“...Christian life requires a willingness to love. And I don’t mean ‘love’, the theory, or ‘love’, the warm feeling. I mean ‘love’, the act of will, the act of courage. Real love is always expensive. Real love is always anchored in the truth about ourselves and about others. And while the truth will make us free, nobody said it would make us comfortable. The truth is that the world is a sinful place, and we’re part of that sinfulness.
...In a way, all Christians are caught in a seeming dilemma, between the stars God calls us to reach for, and the clay we’re made of. God asks us to acknowledge all of our many sins, but then He insists that we trust in His love anyway, believe in our dignity anyway, follow Him anyway, and sanctify the world anyway. And that means that if we try to do what seems so improbable—to love as Jesus loved—we’re going to struggle and sometimes fail, and in failing, we’ll experience the disdain of the world.
So it has always been. When the prophet Isaiah tells us that the Spirit of God has anointed him to ‘bind up the brokenhearted, to proclaim liberty to the captives, and the opening of the prison to those who are bound’ (Is 61:1), he doesn’t talk about the cost, because he’s consumed with the reward of serving God—and rightly so. But Isaiah was also a sinner like the rest of us, and from the Scriptures we know that people rejected him the same way they rejected every other prophet.

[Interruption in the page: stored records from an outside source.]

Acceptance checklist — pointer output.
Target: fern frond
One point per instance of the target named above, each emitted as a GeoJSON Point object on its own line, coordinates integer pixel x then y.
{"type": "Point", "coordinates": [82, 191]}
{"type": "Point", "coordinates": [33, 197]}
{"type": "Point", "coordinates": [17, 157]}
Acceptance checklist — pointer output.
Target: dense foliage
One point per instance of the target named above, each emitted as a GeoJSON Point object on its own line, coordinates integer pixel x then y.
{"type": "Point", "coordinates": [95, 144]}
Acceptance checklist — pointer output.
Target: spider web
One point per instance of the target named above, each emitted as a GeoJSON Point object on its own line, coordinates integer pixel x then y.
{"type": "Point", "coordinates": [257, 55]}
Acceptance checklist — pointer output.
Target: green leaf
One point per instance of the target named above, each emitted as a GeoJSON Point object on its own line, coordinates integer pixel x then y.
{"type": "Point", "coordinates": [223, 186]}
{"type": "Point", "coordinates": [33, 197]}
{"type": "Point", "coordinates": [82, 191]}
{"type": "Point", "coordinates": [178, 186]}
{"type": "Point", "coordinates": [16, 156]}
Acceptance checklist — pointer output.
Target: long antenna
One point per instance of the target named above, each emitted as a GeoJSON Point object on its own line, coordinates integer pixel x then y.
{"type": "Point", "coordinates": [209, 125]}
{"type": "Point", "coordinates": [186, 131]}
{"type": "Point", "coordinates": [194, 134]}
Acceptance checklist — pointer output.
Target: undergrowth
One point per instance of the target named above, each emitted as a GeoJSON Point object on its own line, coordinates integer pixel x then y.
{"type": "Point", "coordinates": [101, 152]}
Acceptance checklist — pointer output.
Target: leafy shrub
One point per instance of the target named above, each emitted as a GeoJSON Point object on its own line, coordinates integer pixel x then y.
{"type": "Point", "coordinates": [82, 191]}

The cost of discipleship can be high. Real love is always beautiful but also humbling. It asks us to listen to the needs of others and to choose what’s best for them first. It asks us to admit our sins and repent of them, but it also offers the solace that we not be deterred by them. This is why discipleship is not for the fainthearted, and Christian life is an adventure meant for the brave. God needs people of selflessness and character. God needs men and women who will help Him remake the world, who will allow Him to make them into a holy people, something more than what they are without Him.
...Today, Jesus asks each of us, not just those of us who are priests, to be His Father’s word becoming flesh through the witness of our lives. It’s through our witness—despite all our failures but guided, lifted up, and encouraged by our pastors who share our same struggles—that Christ sanctifies the world. When people see and hear us, they should see and hear Jesus Christ; and through Jesus, they will encounter the Father who loves them despite their sins, and our sins.”